One modern lever to accelerate this phase is integrating AI tools into your workflow to produce more in less time and take on more projects. I’ve detailed the genuinely useful applications in the guide on making money with AI, showing how these tools serve as a skill amplifier rather than a replacement.

The closing advice: don’t try to master everything before you begin. Choose a skill, set an imperfect rate, contact ten prospects this week. You’ll refine as you go. And if you’re still exploring different ways to generate income, my complete guide to making money puts freelancing in perspective alongside other options — from investing to quick wins.

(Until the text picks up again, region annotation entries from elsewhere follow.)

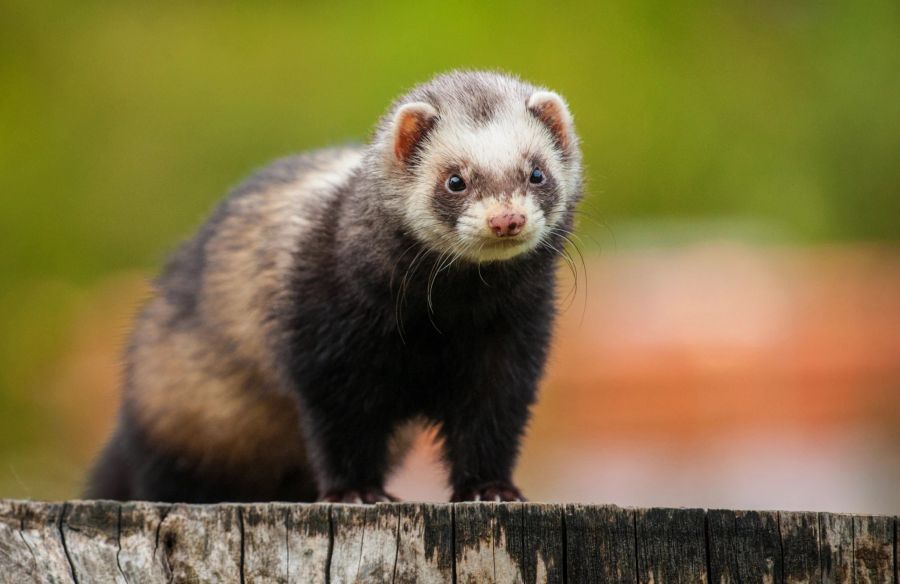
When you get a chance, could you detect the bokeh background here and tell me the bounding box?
[0,0,900,513]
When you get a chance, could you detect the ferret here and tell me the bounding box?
[86,71,582,503]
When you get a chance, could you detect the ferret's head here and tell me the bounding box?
[374,72,581,262]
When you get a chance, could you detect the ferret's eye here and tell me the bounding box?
[447,174,466,193]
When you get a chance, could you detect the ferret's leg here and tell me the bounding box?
[440,375,536,501]
[304,392,396,503]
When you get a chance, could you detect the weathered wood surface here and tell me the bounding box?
[0,500,900,584]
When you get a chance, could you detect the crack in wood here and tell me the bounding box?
[0,500,900,584]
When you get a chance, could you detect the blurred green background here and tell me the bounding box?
[0,0,900,497]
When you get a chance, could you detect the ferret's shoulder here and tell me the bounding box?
[228,145,365,201]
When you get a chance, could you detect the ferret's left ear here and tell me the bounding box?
[393,101,437,164]
[526,91,572,150]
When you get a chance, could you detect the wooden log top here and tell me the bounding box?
[0,500,900,584]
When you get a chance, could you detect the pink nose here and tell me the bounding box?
[488,213,526,237]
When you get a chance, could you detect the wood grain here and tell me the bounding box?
[0,500,900,584]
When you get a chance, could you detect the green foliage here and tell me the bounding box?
[0,0,900,496]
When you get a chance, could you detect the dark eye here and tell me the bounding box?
[447,174,466,193]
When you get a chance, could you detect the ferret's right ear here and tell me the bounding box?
[393,101,437,164]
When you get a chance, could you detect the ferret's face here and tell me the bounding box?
[382,84,579,262]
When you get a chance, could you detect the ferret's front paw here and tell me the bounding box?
[450,483,527,503]
[319,489,399,505]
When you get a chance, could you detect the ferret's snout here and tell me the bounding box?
[488,211,527,237]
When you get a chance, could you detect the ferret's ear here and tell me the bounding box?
[526,91,572,150]
[394,101,437,163]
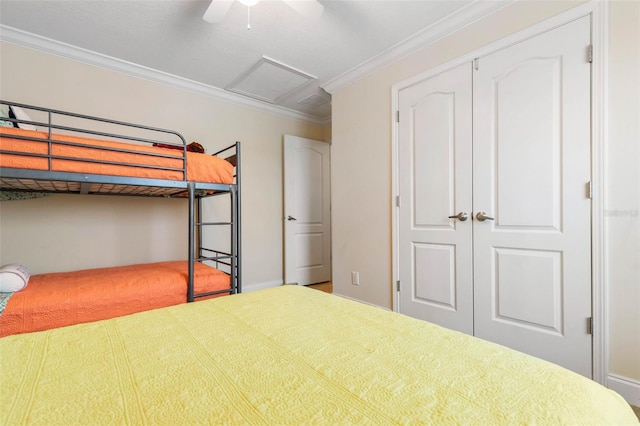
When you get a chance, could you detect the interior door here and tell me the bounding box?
[398,63,473,334]
[284,135,331,285]
[473,17,591,377]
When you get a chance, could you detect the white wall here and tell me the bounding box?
[0,43,329,286]
[332,1,640,381]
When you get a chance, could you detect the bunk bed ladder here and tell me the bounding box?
[187,142,242,302]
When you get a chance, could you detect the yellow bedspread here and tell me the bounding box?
[0,286,637,425]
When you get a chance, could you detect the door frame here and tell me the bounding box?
[390,0,609,386]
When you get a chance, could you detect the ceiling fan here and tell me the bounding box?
[202,0,324,24]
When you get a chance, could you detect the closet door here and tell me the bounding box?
[473,17,592,377]
[398,63,473,334]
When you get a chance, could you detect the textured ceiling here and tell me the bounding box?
[0,0,474,120]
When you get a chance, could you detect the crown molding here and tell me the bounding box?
[0,24,331,125]
[321,0,515,94]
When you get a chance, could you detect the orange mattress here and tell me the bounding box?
[0,127,233,184]
[0,261,230,336]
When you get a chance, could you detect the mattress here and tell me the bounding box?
[0,286,638,425]
[0,127,233,184]
[0,261,230,336]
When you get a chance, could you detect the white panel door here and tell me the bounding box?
[398,63,473,333]
[473,17,591,377]
[284,135,331,285]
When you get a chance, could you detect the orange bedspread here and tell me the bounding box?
[0,261,230,336]
[0,127,233,184]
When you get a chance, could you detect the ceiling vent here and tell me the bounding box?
[226,56,317,104]
[298,94,329,108]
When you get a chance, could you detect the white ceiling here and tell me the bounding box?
[0,0,499,122]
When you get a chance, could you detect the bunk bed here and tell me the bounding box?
[0,100,242,336]
[0,285,638,425]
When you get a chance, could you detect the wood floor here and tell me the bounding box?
[307,281,333,293]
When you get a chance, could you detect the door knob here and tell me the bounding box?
[476,212,494,222]
[449,212,469,222]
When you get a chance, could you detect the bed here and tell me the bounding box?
[0,261,231,337]
[0,285,638,425]
[0,100,241,335]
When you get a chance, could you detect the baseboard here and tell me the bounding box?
[332,291,391,311]
[242,281,282,293]
[607,374,640,407]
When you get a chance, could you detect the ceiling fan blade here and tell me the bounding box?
[284,0,324,18]
[202,0,233,24]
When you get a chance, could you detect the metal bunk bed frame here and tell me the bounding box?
[0,100,242,302]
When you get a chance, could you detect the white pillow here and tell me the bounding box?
[0,263,31,293]
[9,105,36,130]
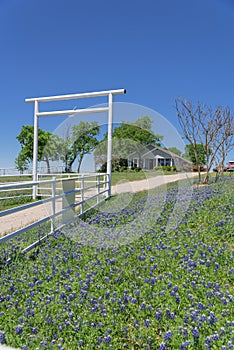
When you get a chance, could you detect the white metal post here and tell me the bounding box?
[106,93,113,197]
[33,100,39,199]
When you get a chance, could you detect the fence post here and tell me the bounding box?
[51,177,56,232]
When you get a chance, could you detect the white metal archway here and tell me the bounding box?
[25,89,126,199]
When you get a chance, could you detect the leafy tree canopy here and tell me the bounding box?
[113,116,163,146]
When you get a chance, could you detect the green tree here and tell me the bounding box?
[65,121,100,173]
[16,125,63,173]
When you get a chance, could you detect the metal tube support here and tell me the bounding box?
[33,101,39,199]
[107,93,113,197]
[81,176,85,214]
[51,177,56,232]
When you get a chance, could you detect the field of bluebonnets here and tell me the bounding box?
[0,176,234,350]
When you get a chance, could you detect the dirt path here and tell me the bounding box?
[0,173,197,237]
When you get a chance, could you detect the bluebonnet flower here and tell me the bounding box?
[154,309,162,321]
[180,340,190,350]
[103,335,112,344]
[158,343,167,350]
[164,330,173,341]
[145,318,150,327]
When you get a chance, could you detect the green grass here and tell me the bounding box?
[0,177,234,350]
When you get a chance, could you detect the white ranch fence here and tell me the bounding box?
[0,173,110,253]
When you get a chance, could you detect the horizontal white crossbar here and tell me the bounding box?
[25,89,126,102]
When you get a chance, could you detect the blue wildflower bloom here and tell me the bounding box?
[192,328,200,339]
[180,340,190,350]
[15,326,23,335]
[145,318,150,327]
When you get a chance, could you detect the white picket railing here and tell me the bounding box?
[0,173,110,253]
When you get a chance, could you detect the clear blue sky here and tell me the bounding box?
[0,0,234,168]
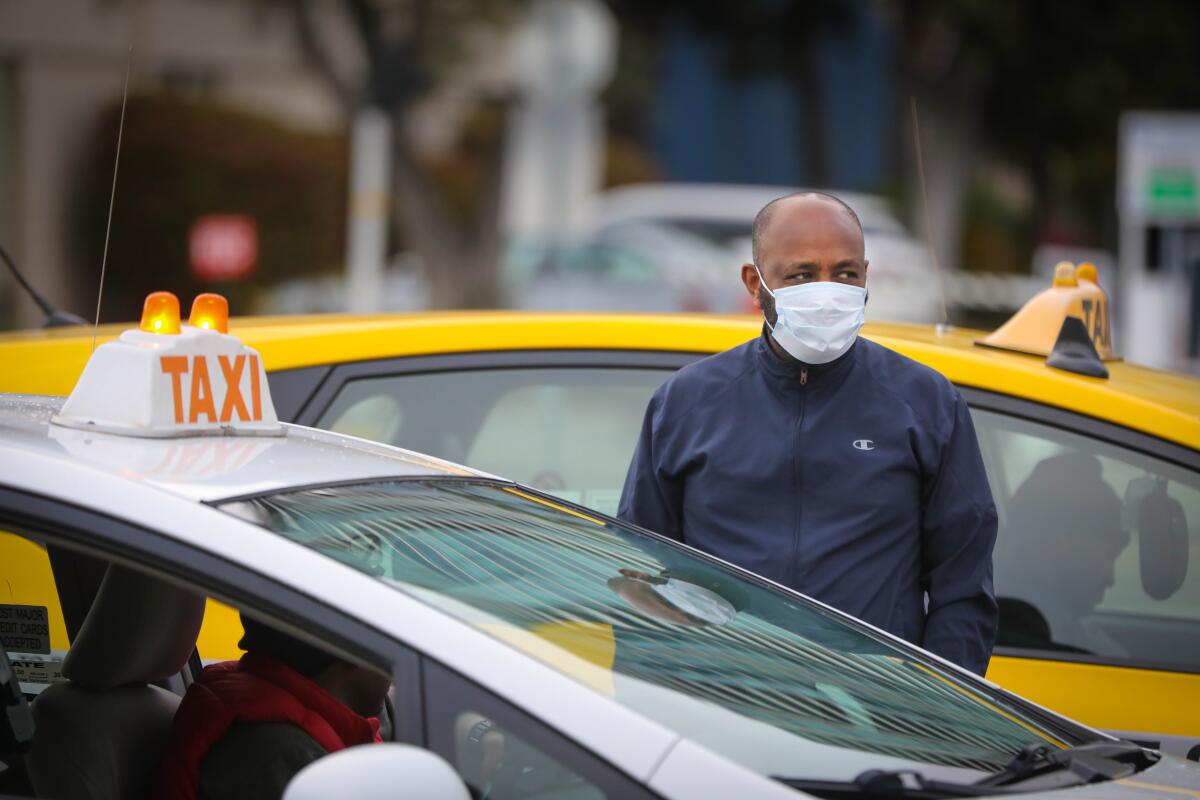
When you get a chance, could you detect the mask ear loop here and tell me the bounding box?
[754,264,779,333]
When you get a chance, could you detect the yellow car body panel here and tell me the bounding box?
[0,312,1200,739]
[0,312,1200,449]
[988,656,1200,739]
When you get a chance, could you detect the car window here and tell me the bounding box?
[425,662,649,800]
[317,367,672,515]
[221,479,1086,780]
[973,409,1200,670]
[0,533,68,697]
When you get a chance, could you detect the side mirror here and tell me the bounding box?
[1126,475,1188,600]
[283,742,470,800]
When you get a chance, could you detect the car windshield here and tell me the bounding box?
[222,479,1087,780]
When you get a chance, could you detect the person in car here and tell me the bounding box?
[618,192,997,674]
[160,615,390,800]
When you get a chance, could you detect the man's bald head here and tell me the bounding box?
[750,192,863,265]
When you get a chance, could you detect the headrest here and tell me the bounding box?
[62,564,204,690]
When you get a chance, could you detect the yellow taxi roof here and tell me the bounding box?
[0,311,1200,449]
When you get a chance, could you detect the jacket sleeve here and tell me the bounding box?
[922,391,998,675]
[617,390,683,542]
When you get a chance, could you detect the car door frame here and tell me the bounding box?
[278,348,707,427]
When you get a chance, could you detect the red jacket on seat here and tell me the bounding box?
[158,652,380,800]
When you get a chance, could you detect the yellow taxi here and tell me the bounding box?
[0,269,1200,760]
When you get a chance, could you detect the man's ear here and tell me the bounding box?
[742,264,762,311]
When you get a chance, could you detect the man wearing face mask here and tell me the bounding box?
[618,192,997,674]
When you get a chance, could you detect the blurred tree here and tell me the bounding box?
[285,0,524,308]
[71,92,346,320]
[888,0,1200,269]
[607,0,854,186]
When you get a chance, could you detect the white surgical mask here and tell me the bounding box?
[755,266,866,363]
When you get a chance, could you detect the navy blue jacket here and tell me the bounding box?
[618,333,997,674]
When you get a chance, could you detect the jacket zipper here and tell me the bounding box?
[792,367,809,590]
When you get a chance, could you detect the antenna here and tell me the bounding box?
[908,95,950,333]
[91,44,133,353]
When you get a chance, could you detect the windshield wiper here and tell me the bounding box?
[776,741,1159,800]
[775,770,1012,800]
[976,741,1159,788]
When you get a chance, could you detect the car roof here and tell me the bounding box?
[0,311,1200,449]
[0,395,484,503]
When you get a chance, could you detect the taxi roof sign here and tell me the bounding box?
[976,261,1116,361]
[52,293,283,438]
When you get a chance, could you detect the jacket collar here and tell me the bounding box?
[754,323,858,383]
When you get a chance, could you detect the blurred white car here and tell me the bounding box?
[576,184,940,323]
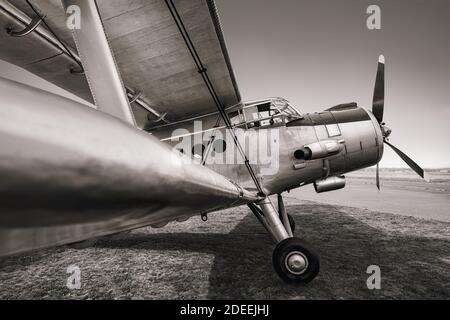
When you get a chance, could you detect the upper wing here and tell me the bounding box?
[0,0,241,126]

Frequently asked questions

Can you become a freelancer without experience or qualifications?
Yes. No formal qualifications are required for most freelance activities (writing, video editing, social media management, admin support). What matters is that you can do something a client is willing to pay for. Your first projects — even at lower rates — build the track record and proof you're missing at the start.
How much does a beginner freelancer earn per month?
It varies widely. In the first few months, many beginners earn between €300 and €1,200: billable hours are low because client-seeking takes up most of the time. After six to twelve months of consistency, reaching the equivalent of a decent net salary (€1,800–€2,500 depending on the activity) becomes realistic for a full-time freelancer.
What legal structure should you use to start freelancing?
Registering as self-employed (sole trader) is the logical starting point: it's free to set up online, accounting is minimal, and contributions are calculated as a percentage of your income (earn nothing, pay nothing). You only move to a more complex structure when your revenue genuinely justifies it.
Do you have to quit your job to become a freelancer?
Absolutely not at the beginning. Combining employment with self-employed work is allowed in most countries and it's the safest approach: you test your activity, build a portfolio and a cash buffer before making the leap. Quitting first puts financial pressure on you that leads to accepting bad projects.